Économie
Après la déclaration d'état d'urgence énergétique aux Philippines, un navire transportant plus de 700 000 barils de pétrole brut russe est arrivé à Limay, près de Manille. Le pétrolier « Sara Sky », battant pavillon de Sierra Leone, a livré du brut de haute qualité provenant du pipeline russe ESPO à Petron Corp., exploitant de la seule raffinerie du pays. Il s'agit de la première cargaison russe en cinq ans, alors que Manille cherche à diversifier ses approvisionnements face à la flambée des prix due aux tensions au Moyen-Orient et à la fermeture partielle du détroit d'Ormuz. Le président Marcos a averti que les réserves nationales ne durent que 45 jours.

Un navire transportant plus de 700 000 barils de pétrole brut russe est arrivé aux Philippines, a déclaré une source informée à l'AFP jeudi, quelques jours après que Manille a déclaré une urgence nationale dans le domaine de l'énergie en raison de la guerre qui fait rage au Moyen-Orient.
Le pétrolier « Sara Sky », battant pavillon de Sierra Leone et chargé de brut de haute qualité provenant du pipeline russe ESPO, est arrivé lundi avec des documents montrant que le destinataire était Petron Corp., l'exploitant de la seule raffinerie pétrolière des Philippines, selon l'AFP qui citait la source.
Les Philippines dépendent fortement du carburant importé, dont le coût a atteint des niveaux records depuis que la guerre américano-israélienne contre l'Iran a provoqué la fermeture partielle du détroit d'Ormuz.
Un journaliste de l'AFP a vu le « Sara Sky » ancré jeudi dans le port de Limay près de Manille, où se trouve la raffinerie Petron. C'est la première cargaison de pétrole russe à atteindre les Philippines en cinq ans, selon les médias.
La semaine dernière, Ramon Ang, PDG de Petron, a déclaré à l'AFP que la société était « en discussion » au sujet d'un possible achat de pétrole russe.
Jeudi, il a refusé de confirmer l'arrivée de la cargaison.
Mercredi, le président Ferdinand Marcos a déclaré que les Philippines déployaient des efforts considérables dans leur recherche de carburant, car les réserves du pays ne devraient durer que 45 jours.

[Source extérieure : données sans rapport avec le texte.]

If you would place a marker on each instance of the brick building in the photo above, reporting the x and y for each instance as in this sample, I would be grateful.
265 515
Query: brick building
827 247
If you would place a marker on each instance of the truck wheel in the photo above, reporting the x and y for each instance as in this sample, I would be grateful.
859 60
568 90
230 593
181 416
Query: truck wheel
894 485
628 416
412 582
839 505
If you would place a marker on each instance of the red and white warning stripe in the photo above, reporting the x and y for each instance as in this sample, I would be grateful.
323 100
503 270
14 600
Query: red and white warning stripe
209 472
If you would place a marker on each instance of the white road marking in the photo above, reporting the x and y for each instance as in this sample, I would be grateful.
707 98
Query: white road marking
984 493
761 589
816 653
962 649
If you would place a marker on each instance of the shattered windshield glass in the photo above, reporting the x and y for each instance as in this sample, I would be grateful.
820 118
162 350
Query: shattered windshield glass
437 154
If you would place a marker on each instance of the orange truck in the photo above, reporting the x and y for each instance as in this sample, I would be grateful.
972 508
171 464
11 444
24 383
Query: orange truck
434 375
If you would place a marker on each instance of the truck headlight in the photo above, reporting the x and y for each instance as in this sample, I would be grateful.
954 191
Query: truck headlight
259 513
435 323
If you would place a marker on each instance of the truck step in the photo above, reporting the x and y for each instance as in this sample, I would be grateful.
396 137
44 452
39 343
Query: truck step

Lors d'une conférence de presse, il a ajouté : « Nous ne nous sommes pas seulement tournés vers nos fournisseurs de pétrole traditionnels, nous essayons d'explorer d'autres sources non affectées par la guerre au Moyen-Orient... Rien n'est exclu. Nous considérons tout, tout ce que nous pouvons faire. »
Ce mois-ci, les États-Unis ont levé certaines restrictions sur les ventes de pétrole brut russe, ce qui permettrait aux pays d'acheter du pétrole qui se trouvait en mer jusqu'au 11 avril.